On tournait à la fin de l’hiver, il faisait beau le plus souvent et les scènes d’extérieur se tournaient avec des soleils très bas. Ça m’allait très bien, mais de toute façon, on n’avait pas le choix, les temps de tournage se resserrant, la question de refaire Barry Lyndon ne se pose donc pas ! On s’arrange avec la lumière proposée par le ciel et on s’en accommode souvent très bien. Depuis mes trois derniers films, je compense le temps de tournage raccourci par l’utilisation quasi systématique de 2 caméras et je regagne le temps (de tournage) perdu.

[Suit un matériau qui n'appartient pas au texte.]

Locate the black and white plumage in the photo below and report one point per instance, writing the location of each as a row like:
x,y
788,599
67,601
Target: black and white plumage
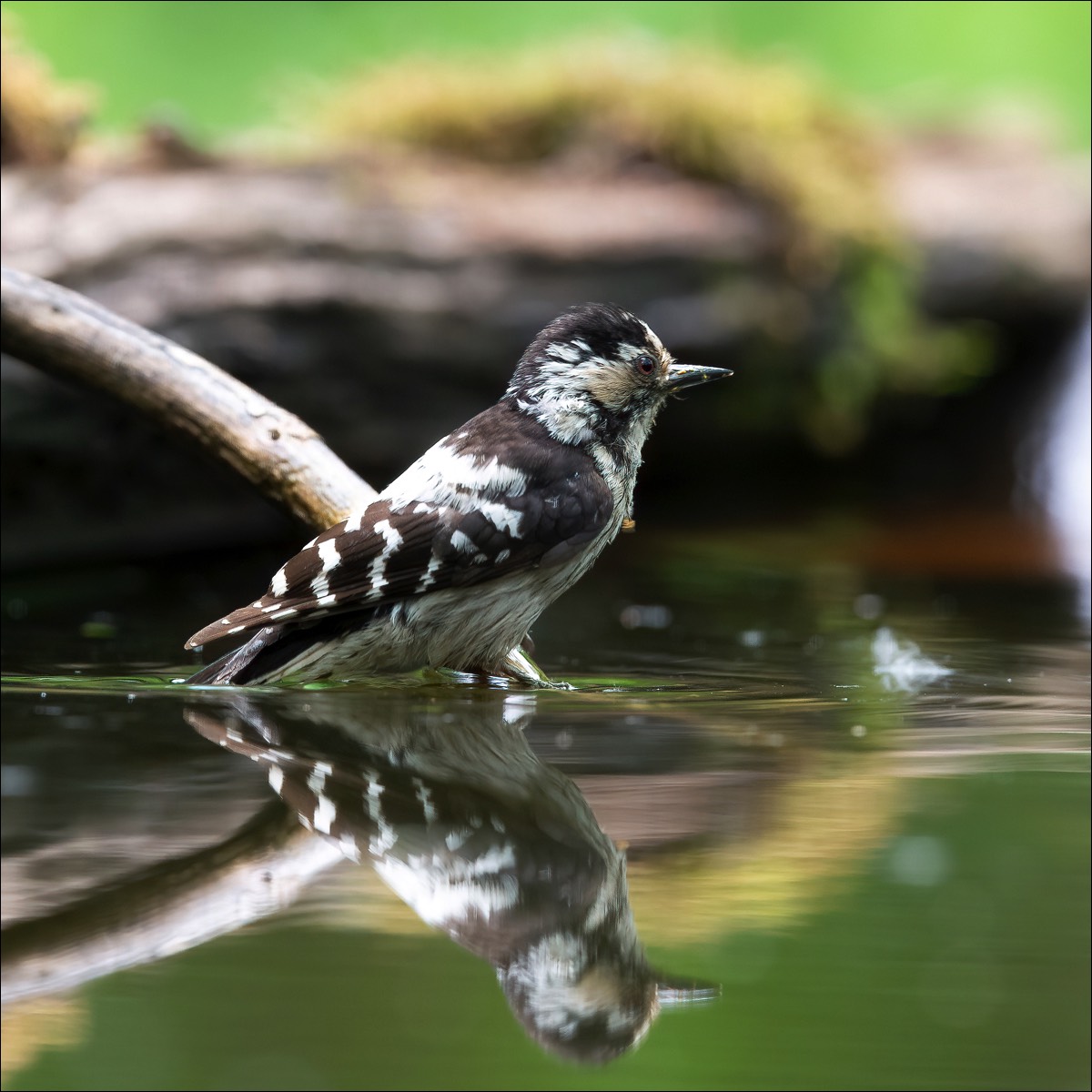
x,y
459,556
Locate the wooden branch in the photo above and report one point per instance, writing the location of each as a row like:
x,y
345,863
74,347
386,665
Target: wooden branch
x,y
68,336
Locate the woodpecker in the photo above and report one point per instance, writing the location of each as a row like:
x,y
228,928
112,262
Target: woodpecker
x,y
451,565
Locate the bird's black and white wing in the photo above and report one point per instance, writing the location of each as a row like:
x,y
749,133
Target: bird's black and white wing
x,y
454,519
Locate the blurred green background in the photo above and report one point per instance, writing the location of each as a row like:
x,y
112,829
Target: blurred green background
x,y
222,66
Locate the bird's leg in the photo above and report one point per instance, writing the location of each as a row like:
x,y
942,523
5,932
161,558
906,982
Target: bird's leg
x,y
518,665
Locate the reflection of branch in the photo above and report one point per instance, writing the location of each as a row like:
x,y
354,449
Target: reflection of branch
x,y
168,907
70,337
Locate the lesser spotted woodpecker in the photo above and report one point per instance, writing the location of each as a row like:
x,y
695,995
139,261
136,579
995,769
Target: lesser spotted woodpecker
x,y
452,562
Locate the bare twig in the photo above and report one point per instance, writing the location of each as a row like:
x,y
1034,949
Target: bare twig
x,y
68,336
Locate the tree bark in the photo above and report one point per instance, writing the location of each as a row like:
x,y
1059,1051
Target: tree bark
x,y
68,336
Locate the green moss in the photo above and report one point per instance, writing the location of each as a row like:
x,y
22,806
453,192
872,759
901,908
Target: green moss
x,y
769,131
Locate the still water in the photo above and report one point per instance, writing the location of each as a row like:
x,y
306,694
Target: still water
x,y
814,814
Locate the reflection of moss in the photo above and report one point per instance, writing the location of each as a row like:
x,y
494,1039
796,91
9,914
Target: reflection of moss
x,y
37,1025
823,830
39,119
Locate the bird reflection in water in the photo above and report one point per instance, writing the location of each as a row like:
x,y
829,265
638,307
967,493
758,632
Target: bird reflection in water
x,y
481,840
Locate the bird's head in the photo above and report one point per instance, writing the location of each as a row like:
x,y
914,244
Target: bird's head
x,y
600,374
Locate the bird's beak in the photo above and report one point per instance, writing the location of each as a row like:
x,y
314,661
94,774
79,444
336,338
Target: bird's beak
x,y
681,376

Ce qui compte c’est de ne pas sacrifier le travail avec les acteurs, et de prendre le temps, malgré la vitesse obligatoire du tournage, de trouver la scène avec eux. Ce qui m’aurait posé problème, c’est de tourner ailleurs que dans cette région de Picardie. Je ne sais pas où j’aurais trouvé ces paysages d’étangs et de huttes de chasseurs que j’avais repérés quelques mois plus tôt et qui étaient nécessaires au film.

Comment avez-vous filmé les corps qui se heurtent, et se rapprochent avec difficulté ?
J’ai l’impression que les corps en disent autant que les paroles. Que le corps puisse exprimer les sentiments des personnages est d’une grande évidence. Il y a un langage du corps, une interaction entre les mouvements du coeur et ceux du corps. Et ça fait partie de l’intérêt de faire des films que de chercher la bonne traduction de ce qui se joue là aussi en chacun des personnages et des acteurs. Pour moi, il est impossible que les corps n’aient rien à dire, et je ne crois pas faire un cinéma de la simple conversation, ni un cinéma de l’évitement. Alors les personnages peuvent se frôler ou se cogner, comme des boules de billard. Mais dès l’instant où un personnage est traversé par un sentiment, on ne peut pas ne pas s’interroger sur l’expression de ce sentiment dans toute cette personne. Après, si ce langage est trouvé, le fi lmer n’est pas le plus compliqué.

Pourquoi avez-vous choisi Debussy ?
Les sonates de Debussy, je les ai écoutées pendant tout le temps de l’écriture du scénario. Alors, de là à les entendre un peu pendant les « intermèdes », il y avait une paresse ou une logique peut-être. Il y a aussi une légèreté dont j’avais besoin pour le film, mais surtout c’était un rappel de comment écrire et jouer Camille. A la lecture, ses propos pouvaient paraître trop lourds de sens, trop pesants, et la musique de Debussy rappelle constamment qu’il ne faut pas frapper trop fort sur les notes. Qu’encore une fois, tout est question d’interprétation. Et qu’il fallait jouer Camille sans trop de gravité, ne pas cogner sur le premier degré du texte, et le plus possible avec une pointe d’ironie quasi obligatoire, sinon le texte devenait inaudible, si on s’appuyait trop fort dessus, le personnage de Camille devenait insupportable. Clémentine a joué le tout avec délicatesse. Et on peut entendre alors bien mieux ce qu’elle dit, et saisir son personnage. J’espère que tous ces monologues, ces dialogues font écho à ces admirables petites sonates. Je repense que pour Ponette, j’étais venu voir Philippe Sarde avec une de ces sonates qui s’appelait « Des pas dans la neige » et Philippe s’en était inspiré. Ce n’est pas un hasard : les points en commun des deux personnages féminins m’apparaissent aujourd’hui de plus en plus forts.